Justice. Mercy. Humility. These are not simply suggestions; they are requirements. Yes, that's Old Testament, and some might be tempted to argue that since we live now under New Testament grace, Old Testament principles no longer apply. In many cases that is perhaps true. However, justice and mercy and humility are also well documented New Testament principles too. Though we sometimes seem to have circumvented them, clearly God hasn't changed His mind about those requirements.
One day Jesus was asked about which was the greatest commandment. He said,
“Love the Lord your God with all your heart and with all your soul and with all your mind. This is the first and the greatest commandment. And the second is like it: Love your neighbor as yourself. All the Law and the Prophets hang on these two commandments.” (Matthew 22: 37-40; NIV)
What are the Law and the Prophets? I like to paraphrase them as anything and everything that could ever be said about God and who He is and what He expects of us – that is essentially the Law and the Prophets. Everything hangs on that. The love towards God and our fellow man is like the picture hook on the wall, while all other doctrines, church stuff, and any religious activity is the picture we like to show off to the world and impose on each other. But take away the “love” picture hook, and what happens to the picture? It comes crashing down to the ground and breaks up into many pieces. All Christian and religious activity, no matter how righteous it sounds, if it is done without “love” is just noise, says the Apostle Paul (1 Corinthians 13:1).
If we love God and likewise love one another, then we please God. If in it we concern ourselves with the justice due our fellow man, we have met God’s requirement. If in it we are merciful, even to those who maybe don’t deserve it, we have met God’s requirement.

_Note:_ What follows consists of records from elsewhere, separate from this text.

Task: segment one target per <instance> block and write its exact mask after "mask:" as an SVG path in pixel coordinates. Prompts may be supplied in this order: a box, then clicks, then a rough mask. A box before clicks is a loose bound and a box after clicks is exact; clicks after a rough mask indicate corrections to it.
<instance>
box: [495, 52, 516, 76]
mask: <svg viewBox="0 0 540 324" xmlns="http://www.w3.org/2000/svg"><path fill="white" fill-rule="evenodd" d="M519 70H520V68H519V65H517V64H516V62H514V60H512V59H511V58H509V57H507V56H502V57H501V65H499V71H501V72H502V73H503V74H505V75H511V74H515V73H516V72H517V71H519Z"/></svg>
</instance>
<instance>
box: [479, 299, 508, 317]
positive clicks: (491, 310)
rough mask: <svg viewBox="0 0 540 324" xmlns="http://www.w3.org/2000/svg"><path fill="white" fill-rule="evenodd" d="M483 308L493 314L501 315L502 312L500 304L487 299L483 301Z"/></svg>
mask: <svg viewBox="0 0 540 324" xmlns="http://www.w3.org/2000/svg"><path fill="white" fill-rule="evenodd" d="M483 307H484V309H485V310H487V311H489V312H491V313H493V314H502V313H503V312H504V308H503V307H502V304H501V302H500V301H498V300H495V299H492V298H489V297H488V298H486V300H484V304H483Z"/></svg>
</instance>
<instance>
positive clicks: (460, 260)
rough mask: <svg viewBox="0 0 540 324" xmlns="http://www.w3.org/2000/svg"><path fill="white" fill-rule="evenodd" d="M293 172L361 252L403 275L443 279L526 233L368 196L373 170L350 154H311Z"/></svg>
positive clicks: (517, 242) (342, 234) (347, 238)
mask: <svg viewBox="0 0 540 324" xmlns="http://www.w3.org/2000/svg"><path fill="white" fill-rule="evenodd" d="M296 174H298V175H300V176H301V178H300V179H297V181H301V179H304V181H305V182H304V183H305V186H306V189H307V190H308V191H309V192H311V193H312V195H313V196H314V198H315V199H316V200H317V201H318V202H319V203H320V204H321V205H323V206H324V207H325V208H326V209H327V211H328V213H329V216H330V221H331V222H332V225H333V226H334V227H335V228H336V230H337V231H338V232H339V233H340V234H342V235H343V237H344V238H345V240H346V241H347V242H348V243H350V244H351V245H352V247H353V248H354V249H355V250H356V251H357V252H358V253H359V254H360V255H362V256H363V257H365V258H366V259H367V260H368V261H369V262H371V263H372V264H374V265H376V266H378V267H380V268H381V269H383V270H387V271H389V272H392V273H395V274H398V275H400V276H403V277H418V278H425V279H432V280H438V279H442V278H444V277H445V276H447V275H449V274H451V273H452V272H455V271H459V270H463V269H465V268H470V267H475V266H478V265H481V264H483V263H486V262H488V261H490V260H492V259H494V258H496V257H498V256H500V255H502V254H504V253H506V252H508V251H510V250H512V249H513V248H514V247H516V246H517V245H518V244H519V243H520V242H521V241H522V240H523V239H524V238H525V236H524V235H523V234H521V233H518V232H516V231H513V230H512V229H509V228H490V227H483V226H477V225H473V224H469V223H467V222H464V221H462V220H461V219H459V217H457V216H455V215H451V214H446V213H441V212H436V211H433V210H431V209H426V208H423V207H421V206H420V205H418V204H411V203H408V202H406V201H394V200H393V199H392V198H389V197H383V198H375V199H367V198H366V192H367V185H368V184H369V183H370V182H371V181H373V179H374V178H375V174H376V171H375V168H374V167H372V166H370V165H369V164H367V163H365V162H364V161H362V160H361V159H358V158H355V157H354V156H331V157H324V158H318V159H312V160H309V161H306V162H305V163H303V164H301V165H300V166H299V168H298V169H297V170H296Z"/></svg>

If in it we learn to walk in true humility, as opposed to showing the world how great we think we are, we have met God’s requirement. That’s it; there is no plan ‘B’.
Once upon a time there was a prison warden who humbly fell at the feet of two inmates named Paul and Silas and asked: “Sirs, what must I do to be saved?” (Acts 16:30)
What do you supposed they told him? Go sacrifice a bunch of animals like they did in Old Testament times? Regularly attend church and throw a bunch of money into an offering plate? Say a bunch of “Hail Mary’s?” Become a missionary or a pastor? Get a good study Bible and memorize a bunch of verses? Look for your special niche “gifting” and create a ministry around it? I’m not suggesting that you should or shouldn’t do some of those things, but the only thing that Paul and Silas told the warden was, “Believe in the Lord Jesus, and you will be saved.” It’s that simple. Again, there isn’t a plan ‘B,’ there are no other requirements, there is no other way to be saved.
I so appreciate the faith example that I’ve been given by my parents, and in retrospect, I am not surprised the least bit that Micah 6:8 is counted by them as one of their favorite Bible verses. I have never known them not to be concerned with justice to their fellow man. I have never known them not to be merciful, even at times when I personally might not have been. I have never known them not to embrace a humble spirit. Lately it has become one of my favorite verses too. Maybe Micah 6:8 is more than only a favorite Bible verse; maybe it’s a sort of mantra, if you will, that accurately describes who we are (or ought to be) in Jesus.
What does it mean to “be good” and what does the Lord require of you and me? The same thing He’s required of all of mankind since the beginning of time: “To act justly and to love mercy and to walk humbly with your God.” Perhaps anything less is to be like the dinosaurs in my cartoon and miss the boat of God’s perfect plan for us.